Problem with Extraction Rules

desk-user · August 4, 2014, 1:38am

I am trying to extract some elements of a page. These elements do not appear on the original domain whose rss feed I am trying to pull. My original domain and feed is:

http://www.missourilife.com/blogs/show-me-flavor/index.rss

But when I run it through FiveFilters full text feed I get problems. Here is the FiveFilters feed:

http://rss.shoutcloudstudios.com/makefulltextfeed.php?url=www.missourilife.com%2Fblogs%2Fshow-me-flavor%2Findex.rss&max=20&links=preserve&exc=1&submit=Create+Feed

If you look at the FiveFilters feed there are empty bullets “

” between the text bullets in the articles in the feed.

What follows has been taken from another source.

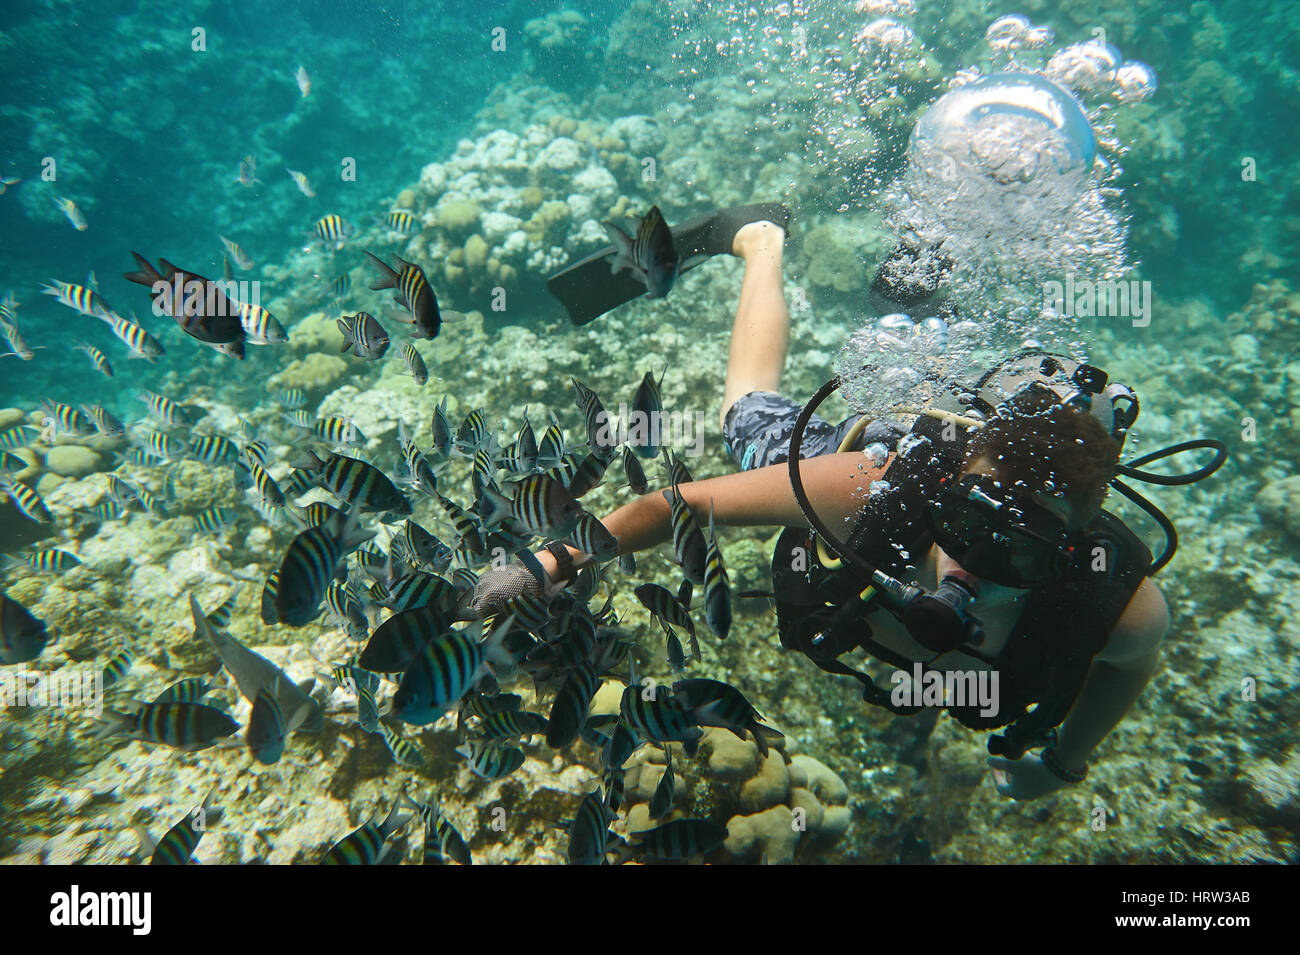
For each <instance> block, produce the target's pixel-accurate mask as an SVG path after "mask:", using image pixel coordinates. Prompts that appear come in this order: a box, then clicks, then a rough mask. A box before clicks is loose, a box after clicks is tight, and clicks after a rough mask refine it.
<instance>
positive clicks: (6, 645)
mask: <svg viewBox="0 0 1300 955" xmlns="http://www.w3.org/2000/svg"><path fill="white" fill-rule="evenodd" d="M48 642H49V634H48V633H47V631H45V624H44V622H43V621H40V620H38V618H36V617H34V616H32V615H31V612H30V611H29V609H27V608H26V607H23V605H22V604H21V603H18V602H17V600H14V599H13V598H10V596H8V595H6V594H5V592H4V591H3V590H0V664H4V665H6V667H8V665H10V664H16V663H27V661H29V660H35V659H36V657H38V656H40V651H42V650H44V648H45V643H48Z"/></svg>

I am trying to grab these empty

elements and remove them using custom extraction rules. So far I have not had any success despite trying multiple rules. Part of my confusion is that I do not know if I should be dealing with the original source or the FiveFilters source.

Please help walk me through what I should do to try and clean up this source using extraction rules.

Thanks!

fivefilters · August 4, 2014, 9:53am

Hi Josen,

This looks like it’s a result of our parsing. A few points that might help you:

Try disabling Tidy in the site config file and enabling HTML5 parsing:

tidy: no
parser: html5php

The extraction rules (except for find_string and replace_string) apply to the parsed HTML, so if altering how the document is parsed (as suggested above) doesn’t work, you should be able to remove the empty list elements with something like:

strip: //li[not(node())]

Let me know how you get on - happy to help if you still have trouble.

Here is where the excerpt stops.